Before the advent of e-mail technology, communication by telegraph  provided a rich source of matchless wit and humorous verbiage.  Here  are some of such lively interplay as culled from telegrammarian Joyce Denebrink's compendium of crossed wires and telegraphed punches.

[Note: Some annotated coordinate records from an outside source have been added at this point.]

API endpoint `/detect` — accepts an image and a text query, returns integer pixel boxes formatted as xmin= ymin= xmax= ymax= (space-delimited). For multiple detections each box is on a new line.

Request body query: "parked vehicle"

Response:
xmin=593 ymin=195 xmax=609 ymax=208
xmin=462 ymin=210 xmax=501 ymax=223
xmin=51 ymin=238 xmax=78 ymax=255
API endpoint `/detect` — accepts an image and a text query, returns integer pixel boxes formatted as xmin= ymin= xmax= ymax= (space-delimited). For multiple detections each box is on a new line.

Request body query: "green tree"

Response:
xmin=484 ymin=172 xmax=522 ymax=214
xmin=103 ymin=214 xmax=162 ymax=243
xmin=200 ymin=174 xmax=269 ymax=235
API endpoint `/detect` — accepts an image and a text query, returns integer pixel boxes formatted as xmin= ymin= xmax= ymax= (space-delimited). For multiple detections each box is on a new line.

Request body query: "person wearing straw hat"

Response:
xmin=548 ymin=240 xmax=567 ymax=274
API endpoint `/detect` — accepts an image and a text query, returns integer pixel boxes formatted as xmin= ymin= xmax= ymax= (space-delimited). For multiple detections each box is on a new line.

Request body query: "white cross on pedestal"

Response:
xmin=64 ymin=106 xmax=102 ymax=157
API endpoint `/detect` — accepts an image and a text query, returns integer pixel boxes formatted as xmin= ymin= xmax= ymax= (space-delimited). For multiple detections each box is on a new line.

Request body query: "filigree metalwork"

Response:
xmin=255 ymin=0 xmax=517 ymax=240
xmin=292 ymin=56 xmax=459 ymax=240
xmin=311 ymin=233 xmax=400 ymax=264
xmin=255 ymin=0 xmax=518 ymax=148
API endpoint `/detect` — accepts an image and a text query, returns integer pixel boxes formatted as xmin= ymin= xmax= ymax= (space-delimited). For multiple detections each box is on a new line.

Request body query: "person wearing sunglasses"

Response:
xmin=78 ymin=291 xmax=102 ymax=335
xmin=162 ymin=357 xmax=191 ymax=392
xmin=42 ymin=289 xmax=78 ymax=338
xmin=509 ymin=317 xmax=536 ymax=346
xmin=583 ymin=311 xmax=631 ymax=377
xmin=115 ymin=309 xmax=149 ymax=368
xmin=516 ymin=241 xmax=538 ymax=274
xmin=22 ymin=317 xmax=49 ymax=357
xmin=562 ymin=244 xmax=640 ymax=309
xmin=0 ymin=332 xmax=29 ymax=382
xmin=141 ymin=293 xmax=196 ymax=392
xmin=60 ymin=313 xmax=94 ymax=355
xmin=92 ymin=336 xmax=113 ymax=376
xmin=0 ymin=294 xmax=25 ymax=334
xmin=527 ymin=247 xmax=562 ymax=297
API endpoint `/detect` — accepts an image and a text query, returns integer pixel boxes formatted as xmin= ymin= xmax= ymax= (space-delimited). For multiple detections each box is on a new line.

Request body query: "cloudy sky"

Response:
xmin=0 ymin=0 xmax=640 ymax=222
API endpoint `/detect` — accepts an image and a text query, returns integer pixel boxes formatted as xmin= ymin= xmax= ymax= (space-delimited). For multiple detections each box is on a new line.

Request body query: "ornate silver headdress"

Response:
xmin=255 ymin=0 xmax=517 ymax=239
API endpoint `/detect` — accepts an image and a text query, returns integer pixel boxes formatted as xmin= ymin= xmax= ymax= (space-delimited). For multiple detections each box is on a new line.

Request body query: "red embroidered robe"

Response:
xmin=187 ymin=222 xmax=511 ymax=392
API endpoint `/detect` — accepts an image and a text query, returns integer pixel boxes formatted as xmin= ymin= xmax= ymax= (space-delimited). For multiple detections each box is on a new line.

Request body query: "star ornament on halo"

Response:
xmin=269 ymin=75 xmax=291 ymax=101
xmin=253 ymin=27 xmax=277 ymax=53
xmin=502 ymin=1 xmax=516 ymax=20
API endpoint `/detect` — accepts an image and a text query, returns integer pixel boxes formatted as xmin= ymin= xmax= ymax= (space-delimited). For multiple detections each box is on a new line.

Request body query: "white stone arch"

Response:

George Bernard Shaw, Britain's wittiest playwright invited Britain's  wittiest statesman one night to the theater:

TO WINSTON CHURCHILL HAVE RESERVED TWO TICKETS FOR MY PLAY ON FIRST NIGHT COME AND BRING A FRIEND, IF YOU HAVE ONE. --SHAW
 
Churchill replied:
TO GEORGE BERNARD SHAW IMPOSSIBLE TO COME TO FIRST NIGHT.  WILL COME TO SECOND NIGHT, IF YOU HAVE ONE.
 
 
From a disgruntled editor to his publisher:
MUST HAVE SALARY RAISE AT ONCE OR COUNT ME OUT. --LINGEMAN, EXECUTIVE EDITOR
 
The publisher replied:
TO R.R. LINGEMAN ONE, TWO, THREE, FOUR, FIVE, SIX, SEVEN, EIGHT, NINE, TEN! --PUBLISHER

A society matron, intending to win the heart of her idol, once cabled this inducement:
TO GEORGE BERNARD SHAW AT NINE O'CLOCK TONIGHT I SHALL BE AT HOME --REBECCA HARRISON
 
Shaw replied:
TO REBECCA HARRISON ME LIKEWISE. --SHAW

A fellow sent the following cable to his newly-wed crony:
CONGRATS ON YOUR WEDDING STOP VERY HAPPY FOR YOU AND BRIDE STOP HAPPY HONEYMOON DONT STOP.